# Need California Advice :-)



## Doxie-Doglover-Too (Jan 25, 2007)

In May we will be going to California to see alot of family and some friends. Really looking forward to it! We are looking for suggestions of where to stay. We have family in Sacramento area and Redding area. I would like to be within driving distance of Sacramento for day tripping. We would also like to hit the coast for a couple of days at end of our stay. We leave Wa State on May 5 and have to be home May 15.
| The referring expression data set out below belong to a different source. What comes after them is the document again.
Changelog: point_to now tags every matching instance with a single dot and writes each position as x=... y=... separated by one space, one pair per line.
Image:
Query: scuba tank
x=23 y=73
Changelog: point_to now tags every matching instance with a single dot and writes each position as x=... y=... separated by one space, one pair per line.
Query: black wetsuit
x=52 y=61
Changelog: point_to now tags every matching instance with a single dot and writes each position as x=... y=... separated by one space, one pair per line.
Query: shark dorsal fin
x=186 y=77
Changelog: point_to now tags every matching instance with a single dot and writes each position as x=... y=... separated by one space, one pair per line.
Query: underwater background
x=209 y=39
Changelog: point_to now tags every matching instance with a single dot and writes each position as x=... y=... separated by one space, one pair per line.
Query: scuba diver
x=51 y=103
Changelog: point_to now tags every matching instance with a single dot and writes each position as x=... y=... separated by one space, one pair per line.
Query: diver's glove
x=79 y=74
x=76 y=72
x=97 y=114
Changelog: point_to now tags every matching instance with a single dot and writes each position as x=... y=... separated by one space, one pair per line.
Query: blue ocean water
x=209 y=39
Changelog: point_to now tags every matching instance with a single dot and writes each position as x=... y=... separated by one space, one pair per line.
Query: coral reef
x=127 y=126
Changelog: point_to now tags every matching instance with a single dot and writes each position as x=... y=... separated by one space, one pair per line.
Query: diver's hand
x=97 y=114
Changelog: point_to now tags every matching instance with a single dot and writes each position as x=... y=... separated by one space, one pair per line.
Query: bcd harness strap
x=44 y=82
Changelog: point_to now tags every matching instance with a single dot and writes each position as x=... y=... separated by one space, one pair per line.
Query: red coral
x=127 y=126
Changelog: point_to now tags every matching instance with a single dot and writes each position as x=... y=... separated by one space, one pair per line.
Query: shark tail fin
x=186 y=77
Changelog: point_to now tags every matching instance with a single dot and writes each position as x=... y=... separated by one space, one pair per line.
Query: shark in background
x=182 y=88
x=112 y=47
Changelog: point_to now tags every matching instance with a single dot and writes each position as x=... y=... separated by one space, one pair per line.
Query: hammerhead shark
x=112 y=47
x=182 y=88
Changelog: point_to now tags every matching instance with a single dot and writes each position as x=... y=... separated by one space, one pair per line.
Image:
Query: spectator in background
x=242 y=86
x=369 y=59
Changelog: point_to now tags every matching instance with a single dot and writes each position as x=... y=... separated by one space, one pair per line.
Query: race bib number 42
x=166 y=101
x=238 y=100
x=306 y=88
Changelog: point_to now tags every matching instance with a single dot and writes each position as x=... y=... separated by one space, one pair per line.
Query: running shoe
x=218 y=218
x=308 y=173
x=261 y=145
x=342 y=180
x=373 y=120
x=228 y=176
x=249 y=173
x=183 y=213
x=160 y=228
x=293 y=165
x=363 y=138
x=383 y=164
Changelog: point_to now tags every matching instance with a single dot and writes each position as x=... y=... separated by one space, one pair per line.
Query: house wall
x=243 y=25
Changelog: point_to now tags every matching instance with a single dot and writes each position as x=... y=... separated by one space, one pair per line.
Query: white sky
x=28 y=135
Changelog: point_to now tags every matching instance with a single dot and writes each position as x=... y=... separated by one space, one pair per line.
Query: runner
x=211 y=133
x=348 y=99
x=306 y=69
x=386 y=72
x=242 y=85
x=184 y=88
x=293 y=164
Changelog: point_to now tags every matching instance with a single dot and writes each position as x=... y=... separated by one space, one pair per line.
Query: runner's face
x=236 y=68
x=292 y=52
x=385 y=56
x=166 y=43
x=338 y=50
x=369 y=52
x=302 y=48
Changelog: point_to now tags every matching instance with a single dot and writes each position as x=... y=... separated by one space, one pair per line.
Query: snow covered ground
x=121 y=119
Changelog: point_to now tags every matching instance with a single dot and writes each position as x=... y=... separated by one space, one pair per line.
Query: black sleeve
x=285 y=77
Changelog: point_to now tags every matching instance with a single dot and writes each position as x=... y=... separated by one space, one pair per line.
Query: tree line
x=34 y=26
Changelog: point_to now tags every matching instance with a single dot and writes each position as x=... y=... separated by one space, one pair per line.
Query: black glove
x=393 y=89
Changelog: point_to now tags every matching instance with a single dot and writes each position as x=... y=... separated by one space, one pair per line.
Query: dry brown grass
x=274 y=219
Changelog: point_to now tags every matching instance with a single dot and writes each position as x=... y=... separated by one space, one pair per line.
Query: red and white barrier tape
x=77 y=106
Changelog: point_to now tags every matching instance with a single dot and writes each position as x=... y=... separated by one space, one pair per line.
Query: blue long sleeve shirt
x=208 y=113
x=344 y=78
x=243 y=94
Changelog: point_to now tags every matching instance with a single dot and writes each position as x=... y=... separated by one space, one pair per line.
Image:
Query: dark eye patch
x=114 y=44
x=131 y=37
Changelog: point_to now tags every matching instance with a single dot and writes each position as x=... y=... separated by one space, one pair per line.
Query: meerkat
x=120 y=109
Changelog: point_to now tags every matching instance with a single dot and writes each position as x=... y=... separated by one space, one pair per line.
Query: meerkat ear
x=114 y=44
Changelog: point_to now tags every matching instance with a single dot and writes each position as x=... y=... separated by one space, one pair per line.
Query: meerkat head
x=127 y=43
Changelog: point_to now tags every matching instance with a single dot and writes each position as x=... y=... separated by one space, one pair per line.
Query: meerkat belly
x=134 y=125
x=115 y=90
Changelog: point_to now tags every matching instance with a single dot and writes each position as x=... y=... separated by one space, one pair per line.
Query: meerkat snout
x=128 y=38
What are some recommendations of where to stay? Thank you!!


----------



## Herbicidal (Aug 29, 2003)

Campgrounds or hotel/motel?


----------



## Doxie-Doglover-Too (Jan 25, 2007)

Campgrounds


----------



## Herbicidal (Aug 29, 2003)

So I-5 runs between Sac and Redding. Are you thinking along I-5? What do you consider to be "driving distance of Sacramento"? Having just driven up and back on I-5 to Washington state between Christmas and New Years I know that Sacramento and Redding are about 2.5 hours apart.


----------



## Doxie-Doglover-Too (Jan 25, 2007)

any suggestions of places are welcomed! People can come to us to visit and we can drive wherever! Thank you!


----------



## Herbicidal (Aug 29, 2003)

I was hoping I could give more ideas on where to camp. I have never really looked in my own "backyard" before. May is going to start getting warm and I would think you'd want a place with full hook-up's so you can run the A/C. The only place I have seen but never stayed in is located in Red Bluff right off I-5. It is www.DurangoRVResorts.com. It seems to get good reviews.

Perhaps other Outbackers from out of the area have found additional places to stay. That stretch of I-5 between Redding and Sacramento is pretty empty of camping areas. I can't even think of any place in Sacramento either, other than one sad KOA in West Sac. Sorry I couldn't be more help.


----------